Findings from a large study illustrating that tumour mutational burden (TMB) could be assessed using different assays across separate centres and provide results that correlated well with the standard reference of whole exome sequencing (WES)were presented at the ESMO Immuno-Oncology Congress 2019 in Geneva, Switzerland (11-14 December).
Albrecht Stenzinger of the Institute of Pathology, University Hospital Heidelberg, in Heidelberg, Germany presented findings on behalf of the Quality in Pathology (QuIP) study investigators. The study was designed in strategic partnership with the Friends of Cancer Research (FoCR) to assess the performance and specifications of diverse TMB panels in a wet-lab setting.
Data from non-small cell lung cancer (NSCLC) trials suggest that whole exome sequencing (WES) and panel-sequencing may be used to determine TMB (psTMB), and that centralised and decentralised/lab-developed testing models for panel-based measurements are acceptable.
Assays were repeated >20 times on diverse tumour samples representing the full range of TMB to determine the reproducibility of each assay
The investigators analysed 20 FFPE samples from patients with NSCLC, head and neck squamous cell carcinoma (HNSCC), colorectal cancer (CRC), including those with microsatellite instability (MSI) and mutated POLE in 11 major pathology centres. TMB was defined as 2 to 200 muts/Mb and WES data served as the reference standard.
Each tumour sample was tested more than 20 times across several panels and institutions, which resulted in >450 datasets. Using raw sequencing data, processed file formats, and reported TMB values, the research team dissected specifications of each panel result, identified panel-specific requirements, and analysed Pearson correlations of TMB data between assays and labs, and also compared psTMB with WES-derived TMB.
Each of the 6 major panels used had different requirements regarding library preparation (for example, hybridisation versus PCR) and input material (range: 20-200 ng).
The investigators found that tumour cell content, as well as the quality and quantity of DNA were crucial pre-analytic factors that require integration with coverage data, variant allele frequency (VAF) cut-points, and assay-specific features (molecular barcodes) to obtain reliable TMB results. Control of C>T artefacts was particularly important for assays not using deduplication methods.

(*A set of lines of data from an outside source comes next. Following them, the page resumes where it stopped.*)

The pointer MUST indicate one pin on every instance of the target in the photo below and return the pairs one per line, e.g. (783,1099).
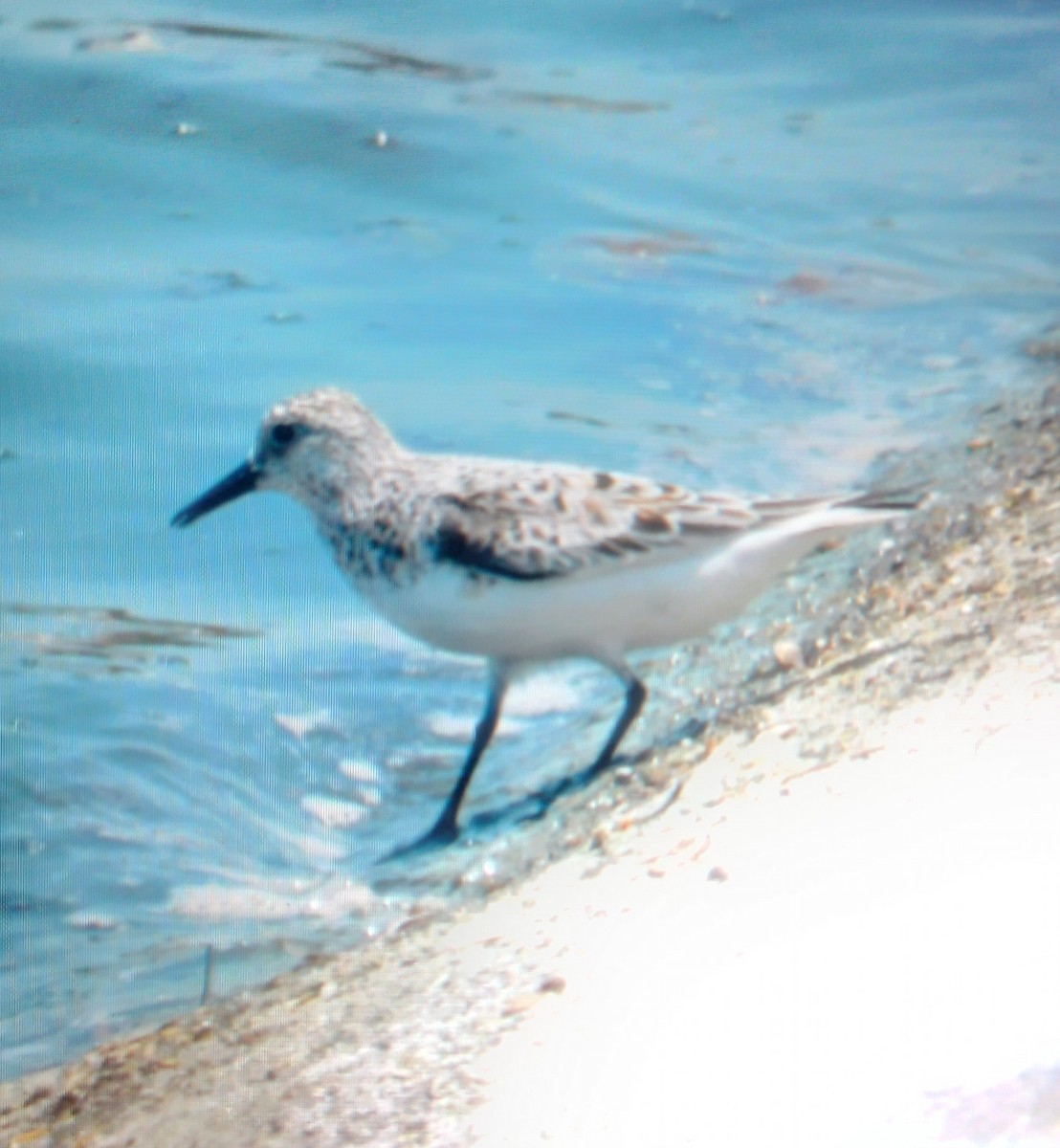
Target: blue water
(746,245)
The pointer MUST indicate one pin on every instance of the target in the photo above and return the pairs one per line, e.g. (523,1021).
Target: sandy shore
(834,919)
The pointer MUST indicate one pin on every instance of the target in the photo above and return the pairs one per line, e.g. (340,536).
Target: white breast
(601,613)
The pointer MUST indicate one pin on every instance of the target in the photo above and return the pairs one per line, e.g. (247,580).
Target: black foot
(437,838)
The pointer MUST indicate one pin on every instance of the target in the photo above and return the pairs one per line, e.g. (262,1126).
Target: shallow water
(750,246)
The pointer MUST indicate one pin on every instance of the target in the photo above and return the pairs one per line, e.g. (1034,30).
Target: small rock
(786,653)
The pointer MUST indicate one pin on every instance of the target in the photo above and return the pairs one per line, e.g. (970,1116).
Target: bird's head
(314,447)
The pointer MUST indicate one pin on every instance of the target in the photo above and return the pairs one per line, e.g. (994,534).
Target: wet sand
(828,918)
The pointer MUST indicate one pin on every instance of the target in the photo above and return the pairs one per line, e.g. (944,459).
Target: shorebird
(522,563)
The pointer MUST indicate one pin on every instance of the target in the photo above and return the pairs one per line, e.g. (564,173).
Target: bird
(522,563)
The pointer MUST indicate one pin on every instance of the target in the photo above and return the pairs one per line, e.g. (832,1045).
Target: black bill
(241,481)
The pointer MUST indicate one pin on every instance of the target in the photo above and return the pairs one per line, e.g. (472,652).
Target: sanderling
(522,563)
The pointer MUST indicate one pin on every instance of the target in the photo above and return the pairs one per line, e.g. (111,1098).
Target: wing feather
(533,522)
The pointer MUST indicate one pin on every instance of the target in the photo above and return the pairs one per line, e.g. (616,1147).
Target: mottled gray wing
(533,522)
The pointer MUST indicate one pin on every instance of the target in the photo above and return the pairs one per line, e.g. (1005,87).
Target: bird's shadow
(532,807)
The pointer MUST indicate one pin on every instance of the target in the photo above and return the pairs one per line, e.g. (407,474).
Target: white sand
(888,931)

The QuIP study provides harmonisation of TMB panels
For most of the participating laboratories and tested sequencing panels, strong or moderate correlations between panel-TMB measurements were observed. After bridging of panel-TMB to WES-TMB and using a cutpoint of 199 mutations, panel sequencing and WES agreed in classification of 74.9% of the cases.
Conclusions
The QuIP study demonstrated that different TMB panels can be used under real-world conditions that have overall low variability across sites and demonstrate strong correlations with TMB as determined by WES. The authors commented further that they identified both common and panel-specific parameters that influence TMB results in daily practice.
In conjunction with the FoCR study, these findings will support standardisation of TMB testing, enable the implementation in routine diagnostics, and contribute to the understanding of TMB-related clinical trials.
Disclosure
This study was partly sponsored by Bristol-Myers Squibb, FMI, Illumina, Merck Sharp & Dohme, NEO New Oncology, QIAGEN, Roche, and Thermo Fisher Scientific.
Reference
1O - Stenzinger A, Endris V, Budczies J, et al. Harmonization and standardization of panel-based tumour mutational burden (TMB) measurement: Real-world results and recommendations of the QuIP study.